Steven J. Huber scite author profile

The DATATOP database, which includes clinical information on 800 patients with early untreated Parkinson's disease (PD), is well suited to explore clinical heterogeneity in PD. Patients with early-onset PD (less than or equal to 40 years, N = 33) reached the same level of disability as the late-onset PD (greater than or equal to 70 years, N = 85) group at a significantly slower rate (2.9 vs. 1.7 years). Early-onset PD patients functioned cognitively better than late-onset PD patients. Bradykinesia, and postural instability and gait difficulty (PIGD), were more common at onset in patients with a rapid rate of disease progression ("malignant PD"; duration of symptoms less than 1 year and Hoehn/Yahr stage of 2.5, N = 11) as compared with those with a relatively slow rate of progression ("benign PD"; duration of symptoms greater than 4 years, N = 65). Comparisons of tremor-dominant PD (mean tremor score/mean PIGD score less than or equal to 1.5, N = 441) with the PIGD-dominant type (mean tremor score/mean PIGD score greater than or equal to 1.0, N = 233) provided support for the existence of clinical subtypes.

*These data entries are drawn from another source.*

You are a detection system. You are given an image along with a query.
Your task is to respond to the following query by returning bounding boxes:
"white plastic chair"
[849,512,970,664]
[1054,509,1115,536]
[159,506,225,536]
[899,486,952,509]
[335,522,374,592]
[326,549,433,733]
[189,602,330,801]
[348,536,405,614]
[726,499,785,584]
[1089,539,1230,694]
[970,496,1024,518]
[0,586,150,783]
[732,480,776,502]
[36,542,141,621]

The PIGD group reported significantly greater subjective intellectual, motor, and occupational impairment than the tremor group. Stage II patients had higher depression scores than stage I patients. Among the patients participating in the DATATOP, older age at onset with bradykinesia, or with the PIGD form of PD, is associated with more functional disability than when the symptoms are dominated by tremor or begin at a younger age.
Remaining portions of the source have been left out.